When it comes to deciding how to structure your data stack, there’s no one-size-fits-all answer—the data landscape is fragmented, and every data engineering team faces unique challenges. The choice between building and buying can vary significantly based on which layer of the data stack you are considering.
Some components of a data platform are typically better suited for purchasing rather than building internally—storage solutions are prime examples of this. Deploying infrastructure for storage from scratch demands highly specialized skills and a substantial engineering investment—something that only a few organizations are positioned to achieve. Due to the significant challenges of building infrastructure at this scale, companies specializing in platform and infrastructure development are best positioned to handle the creation of storage and solutions.
Major cloud providers like Google, Amazon, and Microsoft have both the resources and expertise required to successfully develop these components, with offerings such as Google’s BigQuery and DataProc, Amazon’s Redshift, Glue, and Athena, and Microsoft’s Synapse and Azure Data Lake. Additionally, other specialized companies, such as Snowflake, Databricks, Onehouse, and Tabular, are uniquely focused on data infrastructure, providing powerful alternatives tailored to specific needs. Each of these companies has distinct capabilities that allow them to successfully develop storage technologies. Consequently, if your organization isn’t already operating in the domain of offering storage as a service, there is little justification for building these fundamental components of your data stack from scratch.
However, the decision isn’t always just about building from scratch or buying fully managed solutions—open-source alternatives also offer a middle ground. There are numerous open-source tools that can empower a data engineering team to set up in-house compute and storage solutions without relying on managed services. For example, Kubernetes or YARN could handle compute, MinIO or HDFS could serve as open-source file systems, and lakehouse technologies like Apache Hudi or Delta Lake could manage storage. Even more traditional open-source data warehousing tools, such as Hive and HBase, are potential options.
This leads us to a fundamental question: Should your team build its storage and compute infrastructure on an open-source platform and dedicate resources to maintaining it in-house, or would it be more beneficial to opt for a managed service—whether from an open-source or cloud-based provider—and allow your engineering team to focus on higher-priority projects?
To find the answer, it’s essential to revisit the initial considerations around cost, time-to-value, and strategic goals and assess how they apply to your storage solution.
Cost considerations and resource assessment
The first step is to assess your budget and what your data engineering team is prepared to invest. An upfront cost that seems steep may ultimately save money by reducing workload, optimizing compute costs, or boosting operational efficiency. The key takeaway: Don’t be deceived by initial costs; the full cost picture is often more complex.

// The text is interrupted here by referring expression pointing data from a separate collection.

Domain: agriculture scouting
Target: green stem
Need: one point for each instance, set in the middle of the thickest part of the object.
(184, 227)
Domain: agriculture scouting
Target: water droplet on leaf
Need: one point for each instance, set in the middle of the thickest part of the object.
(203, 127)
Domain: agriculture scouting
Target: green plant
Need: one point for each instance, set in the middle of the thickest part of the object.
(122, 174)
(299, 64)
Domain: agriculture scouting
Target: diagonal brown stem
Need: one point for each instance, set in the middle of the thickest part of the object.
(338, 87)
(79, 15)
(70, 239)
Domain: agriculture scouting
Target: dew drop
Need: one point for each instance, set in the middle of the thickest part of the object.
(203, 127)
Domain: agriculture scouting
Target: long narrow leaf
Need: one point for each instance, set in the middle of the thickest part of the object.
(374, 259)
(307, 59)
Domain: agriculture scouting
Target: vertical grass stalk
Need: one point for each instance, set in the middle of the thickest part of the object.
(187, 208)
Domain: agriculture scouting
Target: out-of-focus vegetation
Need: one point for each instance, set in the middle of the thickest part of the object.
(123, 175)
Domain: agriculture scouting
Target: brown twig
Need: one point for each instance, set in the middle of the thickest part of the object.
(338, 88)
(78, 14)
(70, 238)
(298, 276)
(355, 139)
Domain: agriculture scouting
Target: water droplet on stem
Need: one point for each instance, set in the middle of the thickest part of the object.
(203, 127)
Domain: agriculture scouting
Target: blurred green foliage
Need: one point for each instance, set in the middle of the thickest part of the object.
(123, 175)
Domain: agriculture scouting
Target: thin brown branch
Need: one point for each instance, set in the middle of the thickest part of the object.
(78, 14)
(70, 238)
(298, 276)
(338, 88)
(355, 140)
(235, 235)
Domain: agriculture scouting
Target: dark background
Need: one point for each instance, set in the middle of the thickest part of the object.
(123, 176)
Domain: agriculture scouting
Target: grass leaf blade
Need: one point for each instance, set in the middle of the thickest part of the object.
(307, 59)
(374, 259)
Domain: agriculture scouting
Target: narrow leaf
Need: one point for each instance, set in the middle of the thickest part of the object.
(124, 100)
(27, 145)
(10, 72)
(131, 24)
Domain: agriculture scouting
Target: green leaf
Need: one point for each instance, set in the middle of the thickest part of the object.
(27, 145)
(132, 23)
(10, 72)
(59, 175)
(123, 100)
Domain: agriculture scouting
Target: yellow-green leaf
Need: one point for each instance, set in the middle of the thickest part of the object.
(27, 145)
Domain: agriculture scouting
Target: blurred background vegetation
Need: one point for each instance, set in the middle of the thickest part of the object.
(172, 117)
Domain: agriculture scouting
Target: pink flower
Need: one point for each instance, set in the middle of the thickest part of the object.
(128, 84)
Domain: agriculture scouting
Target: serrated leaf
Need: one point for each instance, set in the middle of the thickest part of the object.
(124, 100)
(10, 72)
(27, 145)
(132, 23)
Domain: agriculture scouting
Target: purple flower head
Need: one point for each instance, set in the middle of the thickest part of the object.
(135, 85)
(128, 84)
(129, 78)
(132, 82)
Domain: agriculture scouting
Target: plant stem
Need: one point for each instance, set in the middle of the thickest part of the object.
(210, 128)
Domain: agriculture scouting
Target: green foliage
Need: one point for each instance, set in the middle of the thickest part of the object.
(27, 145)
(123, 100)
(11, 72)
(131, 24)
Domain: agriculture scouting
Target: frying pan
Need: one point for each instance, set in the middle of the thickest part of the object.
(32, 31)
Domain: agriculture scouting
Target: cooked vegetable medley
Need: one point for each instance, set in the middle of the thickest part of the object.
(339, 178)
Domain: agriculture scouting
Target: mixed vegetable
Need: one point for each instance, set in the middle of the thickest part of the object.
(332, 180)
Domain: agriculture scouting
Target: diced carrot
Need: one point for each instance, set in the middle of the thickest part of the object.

Storage forms the backbone of your data stack, so the cost of building a scalable solution that meets your current and future requirements is crucial. Is it more cost-effective overall to set up and maintain an open-source solution, or do the savings of a managed solution justify the expense? As a data engineering lead, it’s your responsibility to identify that tipping point and optimize accordingly.
For example, Airbnb faced the challenge of spiraling cloud costs as their operations scaled. Their Data Quality initiative led to a comprehensive reconstruction of their data warehouse, aimed at addressing inefficiencies and revitalizing their data engineering processes. By strategically implementing data retention policies, optimizing storage tiers, and reducing reliance on unused storage, Airbnb managed to significantly lower their Amazon S3 costs while improving data management efficiency.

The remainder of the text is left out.